Les robots conversationnels : pour quelle culture ?

On ne peut que se féliciter de l’ampleur prise par le débat sur le « robot conversationnel ». L’attention portée sur les dangers que son usage comporte place souvent ses supporters sur la défensive. Quelques-uns n’ont d’ailleurs pas hésité à sortir ce qu’ils tiennent pour leur arme de persuasion massive, à savoir que les appréciations négatives sur ChatGPT et ses congénères relèveraient de l’hostilité à la science et au progrès.

Je ne reviens pas sur le contenu des débats déjà abordé dans mon blog du 15 févier et me limiterai à l’examen de cette question :  quels peuvent être les effets de l’entrée en scène de ce type de robot sur la perception de la place et du rôle de la culture par nos contemporains ? Le fait qu’il parle comme vous et moi et soit capable de développer des sujets ardus le met, de fait, en concurrence avec ceux – enseignants, chercheurs, artistes, écrivains, animateurs, etc – qui s’emploient à éveiller les esprits à la culture et à développer l’accès à son patrimoine.

Cette concurrence pourrait être positive si l’image de ces derniers n’était pas d’emblée dévalorisée par le robot. N’oublions pas en effet qu’il entre en service dans une société où les nouveaux nés trouvent dans leur berceau des écrans qui vont rapidement capter une part importante de leur cerveau disponible. Ainsi, la culture leur arrive principalement par le truchement de machines et leur addiction à celles-ci provient du fait qu’elles leur semblent une source intarissable et fiable. Devant cette corne d’abondance inépuisable, l’humain transmetteur de culture, a beaucoup de mal à tenir le coup. Son autorité intellectuelle est, symboliquement et dans les faits, dévalorisée.
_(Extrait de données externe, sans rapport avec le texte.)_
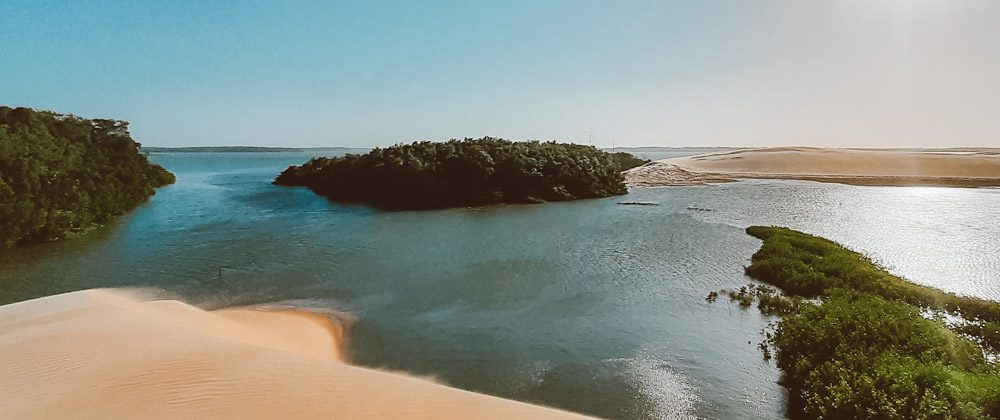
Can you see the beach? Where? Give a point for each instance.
(113, 353)
(900, 167)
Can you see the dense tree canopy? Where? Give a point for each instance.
(465, 172)
(61, 175)
(865, 349)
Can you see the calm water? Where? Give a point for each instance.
(588, 306)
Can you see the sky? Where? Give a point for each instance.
(834, 73)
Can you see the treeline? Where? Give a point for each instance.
(873, 345)
(61, 175)
(469, 172)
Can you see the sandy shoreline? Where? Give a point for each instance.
(112, 354)
(938, 167)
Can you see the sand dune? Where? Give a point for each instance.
(115, 354)
(943, 167)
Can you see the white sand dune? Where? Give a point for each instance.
(115, 354)
(965, 167)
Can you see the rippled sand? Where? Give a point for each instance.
(113, 354)
(951, 167)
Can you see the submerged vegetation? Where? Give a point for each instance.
(467, 172)
(60, 175)
(864, 348)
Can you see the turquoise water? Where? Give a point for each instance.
(588, 306)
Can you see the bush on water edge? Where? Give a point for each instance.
(61, 175)
(862, 348)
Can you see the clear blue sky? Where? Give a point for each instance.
(670, 73)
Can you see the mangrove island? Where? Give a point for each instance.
(468, 172)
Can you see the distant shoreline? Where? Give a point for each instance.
(958, 167)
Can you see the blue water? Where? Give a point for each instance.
(588, 306)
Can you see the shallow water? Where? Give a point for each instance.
(588, 306)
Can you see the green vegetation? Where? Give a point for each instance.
(467, 172)
(769, 300)
(864, 349)
(60, 175)
(626, 161)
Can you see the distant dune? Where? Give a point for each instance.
(114, 354)
(243, 149)
(937, 167)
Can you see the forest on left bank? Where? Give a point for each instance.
(62, 175)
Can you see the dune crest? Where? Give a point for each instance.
(110, 353)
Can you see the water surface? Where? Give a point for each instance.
(588, 306)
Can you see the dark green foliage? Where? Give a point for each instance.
(864, 350)
(769, 301)
(626, 161)
(468, 172)
(61, 175)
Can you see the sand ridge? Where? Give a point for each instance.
(933, 167)
(112, 354)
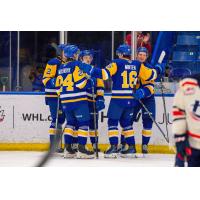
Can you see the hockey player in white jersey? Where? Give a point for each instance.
(186, 122)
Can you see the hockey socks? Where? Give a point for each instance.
(146, 135)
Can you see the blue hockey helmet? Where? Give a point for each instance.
(71, 50)
(86, 53)
(142, 49)
(124, 49)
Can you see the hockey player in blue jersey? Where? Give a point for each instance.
(51, 97)
(123, 72)
(145, 93)
(74, 100)
(96, 86)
Le robot conversationnel aggrave considérablement ce déséquilibre. Ses performances et, plus encore, celles que lui prête l’avenir, lui confère une supériorité inatteignable. Il a en effet réponse à tout avec rapidité et précision car il dispose d’un stock de connaissances qu’aucune personne ne peut accumuler, jointe à une vitesse de connexion hors de portée du cerveau le plus développé. C’est un tel pouvoir de séduction d à ses performances techniques qui est préoccupant. Il pose la question, déterminante pour l’avenir des sociétés humaines, de la conception même de la culture.
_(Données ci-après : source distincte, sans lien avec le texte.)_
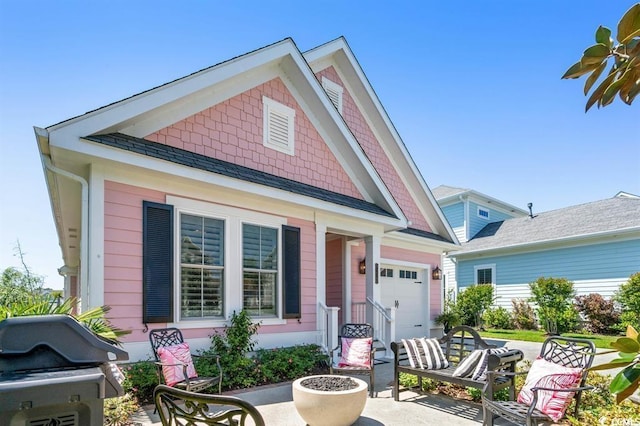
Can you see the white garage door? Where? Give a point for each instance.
(406, 289)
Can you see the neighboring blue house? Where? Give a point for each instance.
(468, 212)
(596, 245)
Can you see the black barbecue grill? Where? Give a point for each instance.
(55, 372)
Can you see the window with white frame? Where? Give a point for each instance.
(278, 126)
(483, 213)
(485, 274)
(334, 91)
(259, 270)
(201, 267)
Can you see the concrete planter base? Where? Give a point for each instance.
(329, 408)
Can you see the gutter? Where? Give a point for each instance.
(42, 136)
(535, 244)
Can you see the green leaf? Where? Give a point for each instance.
(624, 379)
(629, 23)
(630, 37)
(576, 70)
(603, 36)
(615, 363)
(595, 54)
(625, 344)
(593, 77)
(597, 94)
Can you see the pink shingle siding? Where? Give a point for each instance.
(123, 263)
(232, 131)
(372, 148)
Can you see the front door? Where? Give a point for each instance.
(406, 289)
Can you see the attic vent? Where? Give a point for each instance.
(334, 91)
(278, 126)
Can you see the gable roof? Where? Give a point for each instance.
(451, 194)
(157, 108)
(338, 53)
(618, 216)
(214, 165)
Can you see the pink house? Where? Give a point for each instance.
(269, 182)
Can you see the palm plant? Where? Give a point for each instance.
(94, 319)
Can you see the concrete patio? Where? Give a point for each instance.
(276, 405)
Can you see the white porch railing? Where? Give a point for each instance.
(384, 329)
(328, 326)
L’un des risques majeurs que comporte la généralisation du robot IA c’est de renforcer la tendance actuelle qui consiste à voir dans la culture essentiellement une accumulation de connaissances. C’est une tendance à forte capacité conquérante car elle nourrit l’idéologie technocratique devenue l’un des supports du modèle économique dominant. Elle assèche l’idéal démocratique en posant ce principe : les problèmes rencontrés par les sociétés humaines sont, pour l’essentiel, solubles par la technique. La passivité à l’égard de la crise écologique lui doit beaucoup car beaucoup mettent leurs espoirs dans la validité de ce principe. Or, si les progrès des sciences et des techniques font parties de la solution du problème, celle-ci suppose avant tout l’établissement d’un nouveau rapport entre les hommes et la nature qui ne saurait advenir sans la mobilisation de toutes les ressources de la création culturelle. 

Parmi les domaines de celle-ci dont la contribution s’avère indispensable, il me semble que l’on n’insiste pas assez sur l’apport que l’on peut attendre des arts, du spectacle vivant et de la littérature. Parce qu’il ne répond à aucune finalité pratique et explore des sphères de la vie personnelle et des rapports interhumains inaccessibles à la logique productiviste et marchande, ce champ de l’activité humaine est potentiellement source d’un apport irremplaçable à la révolution de la pensée qu’appelle la sauvegarde de l’habitabilité de la terre. On souhaiterait entendre ses acteurs l’affirmer avec plus de force.